Development source repository

Quick start

See the Barra Tutorial.

What's new?

See the Changelog.

Installation

Supported Platforms

Barra was tested on GNU/Linux i386 and x86_64. It should be easily portable to Win32 with Cygwin and to Mac OS X, but this has not been tested so far.

Binary packages require a CPU with SSE2 support (Intel Pentium 4, AMD Athlon 64 or newer), and a compatible Linux distribution.

Tested platforms:

  • Fedora 18 x86_64
  • Ubuntu 8.04 x86_64
  • Ubuntu 8.10 i386
  • Debian Lenny x86_64

CUDA 2.0, 2.1, 2.2 and 2.3 are supported, as well as CUDA 3.0 beta (configured for non-ELF cubins).

Requirements

Binary package:

  • libc6 (>= 2.7)
  • libstdc++6 (>= 4.2)
  • libxml2 (2.6.30 recommended)
  • ncurses (>= 5.6 recommended)
  • zlib (1.2.3 recommended)
  • libboost-thread1.35

Sources:

  • Development versions of the above packages
  • automake (1.10 recommended), autoconf
  • libtool (2.2.4 recommended)

Installing

From sources:

Refer to Compiling Barra.

If either of these fail, please read Barra Troubleshooting.

Working With Barra

Barra is made of a simulator and a driver. The Barra driver is a dynamic library which exports the same symbols and API as the CUDA Driver library (libcuda.so/cuda.dll).

How Does It Work?

To simulate a CUDA program which uses the Driver API, we temporarily replace the NVIDIA-provided CUDA Driver library with our Barra library by setting the LD_LIBRARY_PATH or PATH variable.
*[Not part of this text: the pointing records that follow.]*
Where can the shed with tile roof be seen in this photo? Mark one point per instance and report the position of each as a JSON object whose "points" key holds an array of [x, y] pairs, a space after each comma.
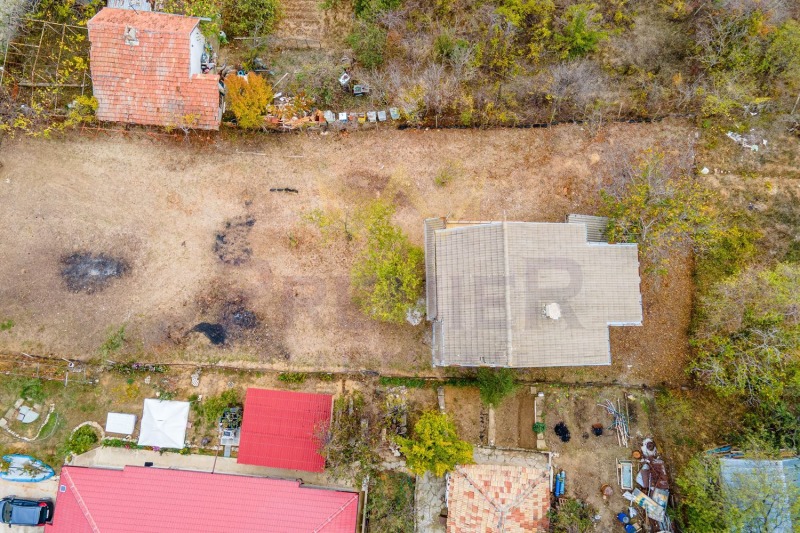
{"points": [[146, 69], [282, 429], [497, 499], [145, 500], [525, 294]]}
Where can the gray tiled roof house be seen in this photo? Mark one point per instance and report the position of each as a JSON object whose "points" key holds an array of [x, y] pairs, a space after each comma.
{"points": [[491, 286]]}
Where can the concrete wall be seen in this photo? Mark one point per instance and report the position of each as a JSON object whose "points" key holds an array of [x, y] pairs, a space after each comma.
{"points": [[198, 42]]}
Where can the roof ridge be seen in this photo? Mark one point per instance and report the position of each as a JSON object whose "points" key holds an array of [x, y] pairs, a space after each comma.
{"points": [[507, 278], [78, 498], [335, 514]]}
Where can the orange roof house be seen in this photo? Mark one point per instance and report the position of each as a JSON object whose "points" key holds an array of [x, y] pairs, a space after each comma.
{"points": [[146, 69], [497, 499]]}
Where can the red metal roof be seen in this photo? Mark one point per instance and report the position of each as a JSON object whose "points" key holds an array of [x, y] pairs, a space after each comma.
{"points": [[149, 82], [150, 500], [281, 429]]}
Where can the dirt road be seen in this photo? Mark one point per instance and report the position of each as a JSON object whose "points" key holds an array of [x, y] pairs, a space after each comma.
{"points": [[197, 237]]}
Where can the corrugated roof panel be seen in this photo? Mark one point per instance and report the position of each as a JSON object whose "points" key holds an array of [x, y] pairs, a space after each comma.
{"points": [[147, 500], [595, 226], [282, 429], [495, 279]]}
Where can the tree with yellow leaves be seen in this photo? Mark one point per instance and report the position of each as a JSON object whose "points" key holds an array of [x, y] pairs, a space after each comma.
{"points": [[248, 97]]}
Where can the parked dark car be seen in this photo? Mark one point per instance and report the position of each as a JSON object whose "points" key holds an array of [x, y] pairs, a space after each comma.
{"points": [[20, 512]]}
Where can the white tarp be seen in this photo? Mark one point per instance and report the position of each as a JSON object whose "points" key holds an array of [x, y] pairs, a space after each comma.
{"points": [[164, 423], [120, 423]]}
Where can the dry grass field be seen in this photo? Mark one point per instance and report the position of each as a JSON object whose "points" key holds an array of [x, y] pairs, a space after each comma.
{"points": [[199, 238]]}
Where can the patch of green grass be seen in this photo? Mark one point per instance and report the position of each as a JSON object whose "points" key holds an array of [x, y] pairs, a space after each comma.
{"points": [[294, 378], [81, 440], [390, 506], [33, 390], [411, 383], [113, 343]]}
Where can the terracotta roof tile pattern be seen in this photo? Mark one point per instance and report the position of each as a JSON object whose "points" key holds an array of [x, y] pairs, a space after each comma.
{"points": [[281, 429], [149, 83], [150, 500], [497, 499]]}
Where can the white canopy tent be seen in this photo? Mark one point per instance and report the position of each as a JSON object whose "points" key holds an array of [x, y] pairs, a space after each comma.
{"points": [[120, 423], [164, 423]]}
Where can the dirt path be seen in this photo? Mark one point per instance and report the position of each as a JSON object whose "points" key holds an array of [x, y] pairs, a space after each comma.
{"points": [[201, 239]]}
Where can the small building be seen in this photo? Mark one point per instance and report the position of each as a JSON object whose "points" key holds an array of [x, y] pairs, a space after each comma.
{"points": [[767, 491], [497, 499], [283, 429], [147, 68], [526, 294], [146, 500]]}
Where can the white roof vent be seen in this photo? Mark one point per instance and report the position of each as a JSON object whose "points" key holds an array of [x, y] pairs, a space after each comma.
{"points": [[552, 310], [130, 36]]}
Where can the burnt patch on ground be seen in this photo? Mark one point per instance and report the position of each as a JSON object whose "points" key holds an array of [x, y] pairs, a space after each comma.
{"points": [[239, 317], [231, 244], [214, 332], [90, 273]]}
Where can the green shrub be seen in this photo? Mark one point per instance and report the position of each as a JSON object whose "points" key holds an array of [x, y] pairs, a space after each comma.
{"points": [[211, 409], [581, 34], [387, 278], [348, 447], [32, 390], [495, 384], [435, 445], [82, 440], [369, 9], [390, 506], [572, 516], [292, 377], [368, 41], [113, 343]]}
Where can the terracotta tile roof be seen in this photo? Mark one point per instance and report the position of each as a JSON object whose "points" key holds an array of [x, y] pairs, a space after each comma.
{"points": [[149, 500], [149, 82], [497, 499], [281, 429]]}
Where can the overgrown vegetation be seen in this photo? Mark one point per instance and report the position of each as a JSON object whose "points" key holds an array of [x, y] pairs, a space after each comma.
{"points": [[348, 445], [748, 335], [210, 409], [32, 390], [434, 445], [114, 342], [390, 507], [753, 499], [387, 277], [248, 98], [470, 62], [81, 440], [292, 377], [572, 516]]}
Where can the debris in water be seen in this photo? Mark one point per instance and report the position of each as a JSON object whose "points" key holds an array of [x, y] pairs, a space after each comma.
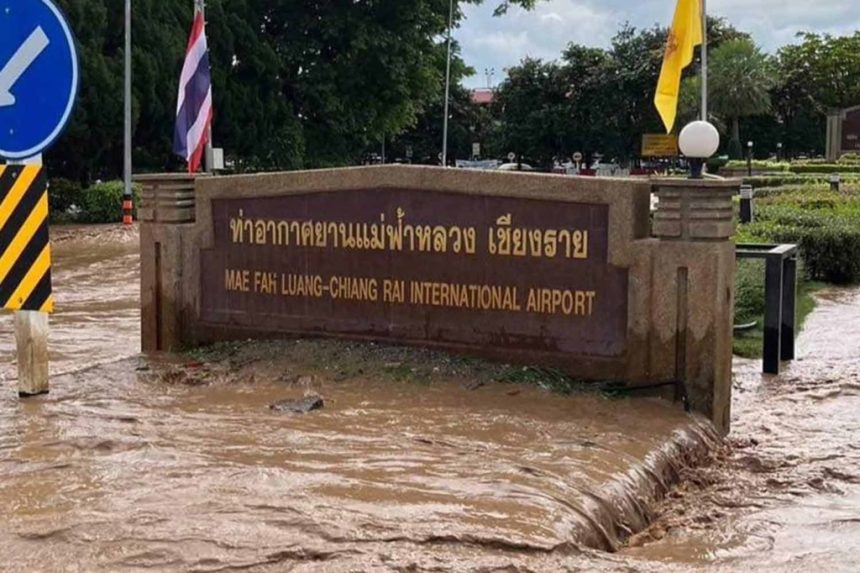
{"points": [[303, 406]]}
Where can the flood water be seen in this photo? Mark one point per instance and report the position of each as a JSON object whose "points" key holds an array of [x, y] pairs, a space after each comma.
{"points": [[179, 465]]}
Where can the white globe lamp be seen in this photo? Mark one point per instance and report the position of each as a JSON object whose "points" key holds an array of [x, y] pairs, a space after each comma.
{"points": [[698, 141]]}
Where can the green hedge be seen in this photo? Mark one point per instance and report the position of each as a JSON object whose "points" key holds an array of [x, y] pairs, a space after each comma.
{"points": [[780, 180], [102, 203], [62, 194], [825, 168], [758, 165], [824, 224]]}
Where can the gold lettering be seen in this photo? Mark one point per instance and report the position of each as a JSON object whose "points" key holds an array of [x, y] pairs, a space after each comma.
{"points": [[236, 280]]}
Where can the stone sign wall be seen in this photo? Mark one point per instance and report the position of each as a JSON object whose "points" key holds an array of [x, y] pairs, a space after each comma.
{"points": [[538, 269]]}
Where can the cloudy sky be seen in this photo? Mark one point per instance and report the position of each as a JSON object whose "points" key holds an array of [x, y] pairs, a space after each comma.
{"points": [[498, 43]]}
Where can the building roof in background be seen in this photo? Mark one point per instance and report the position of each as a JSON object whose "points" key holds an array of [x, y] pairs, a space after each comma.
{"points": [[483, 96]]}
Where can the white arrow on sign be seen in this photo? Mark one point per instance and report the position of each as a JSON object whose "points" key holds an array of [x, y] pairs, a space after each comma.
{"points": [[23, 59]]}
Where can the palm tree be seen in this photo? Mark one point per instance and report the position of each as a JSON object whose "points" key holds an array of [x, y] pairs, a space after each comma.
{"points": [[739, 83]]}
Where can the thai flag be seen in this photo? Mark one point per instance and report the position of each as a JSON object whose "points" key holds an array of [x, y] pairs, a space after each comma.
{"points": [[194, 105]]}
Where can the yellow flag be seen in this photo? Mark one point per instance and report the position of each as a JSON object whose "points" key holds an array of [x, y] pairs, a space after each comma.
{"points": [[685, 35]]}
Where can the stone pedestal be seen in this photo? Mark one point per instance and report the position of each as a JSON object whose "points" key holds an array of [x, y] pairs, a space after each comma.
{"points": [[693, 290], [166, 211]]}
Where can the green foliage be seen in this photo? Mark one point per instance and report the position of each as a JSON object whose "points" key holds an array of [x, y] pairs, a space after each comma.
{"points": [[825, 168], [62, 194], [826, 226], [102, 203], [740, 79], [759, 165], [749, 297], [296, 84], [794, 179], [827, 67]]}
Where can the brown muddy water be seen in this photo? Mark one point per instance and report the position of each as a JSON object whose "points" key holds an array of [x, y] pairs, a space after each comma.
{"points": [[179, 464]]}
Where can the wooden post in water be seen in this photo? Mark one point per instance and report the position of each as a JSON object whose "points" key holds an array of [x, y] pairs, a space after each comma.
{"points": [[31, 338]]}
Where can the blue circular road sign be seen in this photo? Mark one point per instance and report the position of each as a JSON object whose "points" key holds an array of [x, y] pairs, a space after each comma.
{"points": [[38, 76]]}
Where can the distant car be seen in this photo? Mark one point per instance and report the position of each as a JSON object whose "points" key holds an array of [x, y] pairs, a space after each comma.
{"points": [[515, 167]]}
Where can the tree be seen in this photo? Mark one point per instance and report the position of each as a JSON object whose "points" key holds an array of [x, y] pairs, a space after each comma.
{"points": [[739, 82], [295, 84]]}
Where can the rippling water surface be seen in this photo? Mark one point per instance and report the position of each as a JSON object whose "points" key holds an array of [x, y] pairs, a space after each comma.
{"points": [[175, 465]]}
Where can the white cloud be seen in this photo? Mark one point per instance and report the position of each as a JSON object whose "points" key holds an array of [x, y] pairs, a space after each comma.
{"points": [[544, 32]]}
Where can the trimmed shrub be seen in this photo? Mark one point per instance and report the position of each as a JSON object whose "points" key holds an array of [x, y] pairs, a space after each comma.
{"points": [[829, 239], [749, 298], [780, 180], [62, 194], [102, 203], [827, 168], [758, 165]]}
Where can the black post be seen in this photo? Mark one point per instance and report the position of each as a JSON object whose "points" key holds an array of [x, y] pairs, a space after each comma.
{"points": [[789, 307], [747, 204], [773, 313], [749, 158]]}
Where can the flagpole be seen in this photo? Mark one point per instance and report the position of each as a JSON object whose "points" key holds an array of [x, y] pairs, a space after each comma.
{"points": [[704, 61], [127, 167], [207, 153], [447, 89]]}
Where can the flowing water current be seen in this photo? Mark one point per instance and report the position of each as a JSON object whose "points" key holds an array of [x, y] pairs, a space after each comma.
{"points": [[178, 464]]}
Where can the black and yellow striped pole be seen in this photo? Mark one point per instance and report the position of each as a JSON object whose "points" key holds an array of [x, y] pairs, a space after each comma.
{"points": [[25, 269]]}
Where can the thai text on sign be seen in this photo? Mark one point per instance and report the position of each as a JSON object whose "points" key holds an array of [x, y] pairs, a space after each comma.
{"points": [[418, 266]]}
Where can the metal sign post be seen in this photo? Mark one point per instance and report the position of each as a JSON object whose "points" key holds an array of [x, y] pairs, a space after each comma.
{"points": [[38, 86]]}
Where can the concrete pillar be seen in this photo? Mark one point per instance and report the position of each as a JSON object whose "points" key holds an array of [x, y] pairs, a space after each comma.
{"points": [[166, 214], [693, 290], [834, 135]]}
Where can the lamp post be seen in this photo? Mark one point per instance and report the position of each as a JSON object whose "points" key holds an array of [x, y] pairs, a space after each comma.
{"points": [[127, 195], [698, 141], [749, 158]]}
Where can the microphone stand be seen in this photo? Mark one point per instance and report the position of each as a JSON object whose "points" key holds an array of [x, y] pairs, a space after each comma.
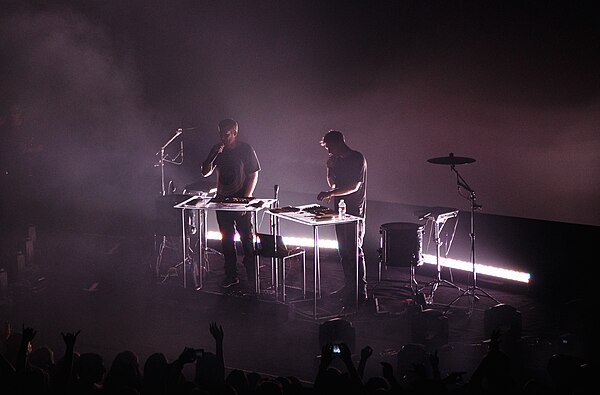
{"points": [[164, 159], [471, 290]]}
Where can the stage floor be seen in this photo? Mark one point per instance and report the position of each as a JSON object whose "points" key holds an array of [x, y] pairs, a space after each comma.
{"points": [[104, 286]]}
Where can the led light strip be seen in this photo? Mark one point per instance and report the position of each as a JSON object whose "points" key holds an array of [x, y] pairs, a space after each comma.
{"points": [[427, 258]]}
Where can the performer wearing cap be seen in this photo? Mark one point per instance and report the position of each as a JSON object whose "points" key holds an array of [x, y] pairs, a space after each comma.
{"points": [[347, 179], [237, 170]]}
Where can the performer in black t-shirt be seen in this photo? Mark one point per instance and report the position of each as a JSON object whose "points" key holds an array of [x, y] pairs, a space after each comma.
{"points": [[237, 170], [347, 178]]}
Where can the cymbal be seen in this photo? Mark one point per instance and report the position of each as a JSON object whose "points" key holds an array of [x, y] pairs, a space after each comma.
{"points": [[451, 160]]}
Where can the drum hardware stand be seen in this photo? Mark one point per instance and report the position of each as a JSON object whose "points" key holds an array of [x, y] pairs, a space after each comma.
{"points": [[471, 290], [438, 222]]}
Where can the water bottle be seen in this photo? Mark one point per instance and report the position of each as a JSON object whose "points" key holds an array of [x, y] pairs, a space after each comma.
{"points": [[342, 209]]}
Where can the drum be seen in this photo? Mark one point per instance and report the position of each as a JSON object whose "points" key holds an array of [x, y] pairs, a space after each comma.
{"points": [[401, 244]]}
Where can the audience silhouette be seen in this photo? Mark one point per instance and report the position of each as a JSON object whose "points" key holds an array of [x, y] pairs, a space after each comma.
{"points": [[28, 370]]}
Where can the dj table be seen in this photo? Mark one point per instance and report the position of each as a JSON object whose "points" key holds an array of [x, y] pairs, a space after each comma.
{"points": [[201, 205], [317, 216]]}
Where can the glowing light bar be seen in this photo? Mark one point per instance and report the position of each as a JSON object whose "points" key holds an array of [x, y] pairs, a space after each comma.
{"points": [[294, 241], [427, 258], [480, 269]]}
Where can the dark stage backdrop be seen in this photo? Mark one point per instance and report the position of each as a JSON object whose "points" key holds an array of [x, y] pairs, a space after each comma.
{"points": [[102, 85]]}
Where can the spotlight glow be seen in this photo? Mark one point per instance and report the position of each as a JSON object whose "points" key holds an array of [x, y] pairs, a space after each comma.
{"points": [[427, 258], [481, 269]]}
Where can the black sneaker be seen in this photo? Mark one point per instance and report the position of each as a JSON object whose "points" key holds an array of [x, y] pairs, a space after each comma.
{"points": [[229, 281]]}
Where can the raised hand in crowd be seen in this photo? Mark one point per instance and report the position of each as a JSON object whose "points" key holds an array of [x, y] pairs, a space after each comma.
{"points": [[210, 368], [387, 372], [66, 379], [365, 354], [27, 336]]}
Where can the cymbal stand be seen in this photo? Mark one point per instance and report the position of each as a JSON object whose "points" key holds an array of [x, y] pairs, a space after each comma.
{"points": [[438, 224], [471, 291], [164, 158]]}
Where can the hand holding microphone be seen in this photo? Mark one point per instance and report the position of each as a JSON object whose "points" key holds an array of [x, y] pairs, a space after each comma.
{"points": [[216, 150]]}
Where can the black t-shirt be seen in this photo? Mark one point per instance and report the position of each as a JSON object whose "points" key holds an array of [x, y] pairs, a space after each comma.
{"points": [[233, 166], [346, 171]]}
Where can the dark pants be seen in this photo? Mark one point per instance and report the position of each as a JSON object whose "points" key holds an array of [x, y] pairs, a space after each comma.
{"points": [[229, 221], [346, 237]]}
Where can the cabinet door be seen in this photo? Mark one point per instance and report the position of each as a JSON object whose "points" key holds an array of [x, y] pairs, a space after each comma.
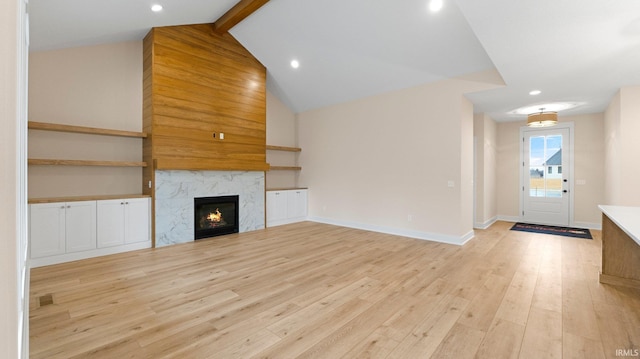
{"points": [[136, 220], [46, 229], [297, 204], [276, 206], [80, 226], [110, 223]]}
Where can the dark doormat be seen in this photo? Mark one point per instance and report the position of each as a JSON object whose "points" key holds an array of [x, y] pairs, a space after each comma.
{"points": [[560, 231]]}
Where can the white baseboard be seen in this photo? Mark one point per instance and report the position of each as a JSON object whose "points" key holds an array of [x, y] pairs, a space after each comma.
{"points": [[588, 225], [486, 224], [435, 237], [509, 218]]}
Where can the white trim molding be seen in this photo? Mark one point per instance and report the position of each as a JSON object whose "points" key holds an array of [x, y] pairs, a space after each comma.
{"points": [[434, 237], [486, 224]]}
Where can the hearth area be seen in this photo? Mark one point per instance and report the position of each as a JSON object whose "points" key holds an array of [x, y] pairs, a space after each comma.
{"points": [[175, 192], [215, 216]]}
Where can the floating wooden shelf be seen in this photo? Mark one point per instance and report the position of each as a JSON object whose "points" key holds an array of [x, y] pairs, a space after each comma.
{"points": [[85, 198], [81, 129], [201, 164], [50, 162], [285, 168], [284, 148]]}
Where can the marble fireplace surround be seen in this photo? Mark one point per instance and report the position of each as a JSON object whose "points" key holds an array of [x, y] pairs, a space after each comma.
{"points": [[176, 189]]}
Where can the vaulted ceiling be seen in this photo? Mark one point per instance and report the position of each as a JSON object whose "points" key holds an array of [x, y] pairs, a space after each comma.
{"points": [[573, 51]]}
This way, cuXxx calls are redirected to the Barra driver, which can then configure and run the simulator as if it were an actual GPU. When cuLaunch or cuLaunchGrid is called, control is transferred to the simulator for execution.

Programs that use the CUDA Runtime API are still linked with the official CUDA Runtime library provided by NVIDIA (libcudart.so/cudart.dll). This Runtime library is only a wrapper over the Driver library, which translates cudaXxx calls into cuYyy calls. We can then trick the Runtime library into using our driver instead of NVIDIA's driver, just as we do with programs using the Driver API directly.


How To Use It?

Let's assume we want to simulate the matrixMul sample of the NVIDIA CUDA SDK under GNU/Linux and Barra was installed in /usr/local/barra-0.4-linux_x86_64.

We temporarily override the default library search path to the Barra lib directory, in addition to specifying where libcudart.so resides (the latter may not be required depending on how the CUDA toolkit was installed):

LD_LIBRARY_PATH="/usr/local/barra-0.4-linux_x86_64/lib/:/usr/local/cuda/lib"

Then, we can launch our executable:

cd NVIDIA_CUDA_SDK/bin/linux/debug
./matrixMul

Barra then outputs lots of debug information (CUDA function calls, cubin data, disassembly, memory allocation, thread scheduling...) during program execution.

Multithreaded simulation

By default, only one Streaming Multiprocessor is simulated by one host thread. Multiple SMs can be simulated by independent host threads to accelerate simulation on multi-core and multi-processor machines. To enable this feature, set the environment variable CORE_COUNT to the numbers of threads (and SMs) to use (typically the number of logical processors of the host computer):

export CORE_COUNT=4

Hacking, Debugging

As a computer architecture research tool, Barra is designed to be modified to suit the user's needs (e.g. gathering statistics on instructions, generating traces...)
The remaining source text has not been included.